Australian rules footballer

Henry Ross Pears (28 July 1877 – 20 April 1912) was an Australian rules footballer who played for the Collingwood Football Club in the Victorian Football League (VFL).

==Family==
The son of Thomas Charles Pears (1825-1883), and Catherine "Kate" Pears (1849-1930), née Mahoney, Henry Ross Pears was born in Geelong on 28 July 1877.

==Football==
Although primarily a half forward flanker and forward pocket, Pears (known as "Midget") also spent some time as a rover.

===Port Melbourne (VFA)===
He played 33 Games (27 goals) for Port Melbourne over four seasons (1898-1901).

===Collingwood (VFL)===
He played 95 Games (78 goals) for Collingwood over seven seasons (1898-1901).

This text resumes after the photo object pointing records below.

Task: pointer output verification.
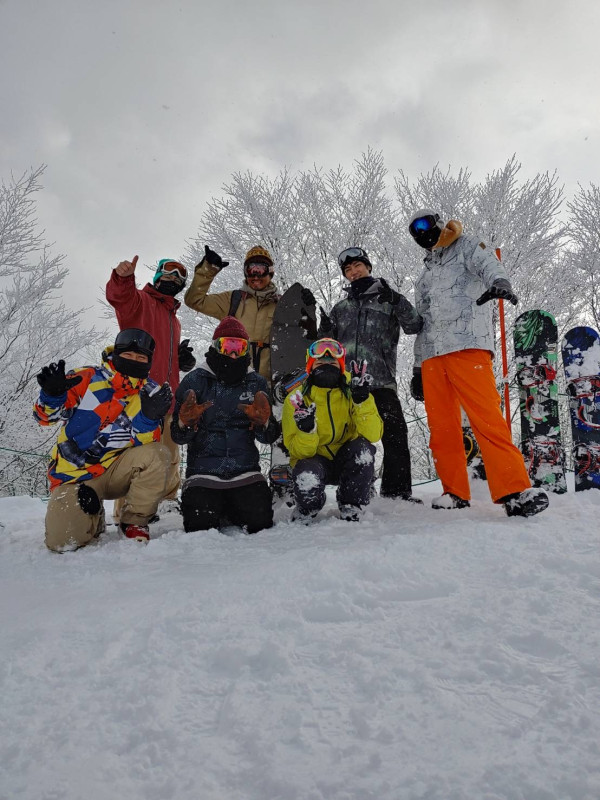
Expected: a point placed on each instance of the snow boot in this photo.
(525, 504)
(138, 532)
(448, 500)
(351, 513)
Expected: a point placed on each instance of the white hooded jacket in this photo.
(457, 272)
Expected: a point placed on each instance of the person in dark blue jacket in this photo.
(221, 410)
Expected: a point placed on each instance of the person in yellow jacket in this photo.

He kicked seven goals in a game against Geelong in his debut season and was a member of Collingwood's 1902 and 1903 premiership teams. Pears also played in a losing Grand Final in 1905.

===Brunswick (VFA)===
In July 1908, he was cleared from Collingwood to Brunswick, and went on to play 35 Games (14 goals) for Brunswick over three seasons (1908-1910).

==Death==
Pears died on 20 April 1912, after playing a pre-season game for Port Melbourne.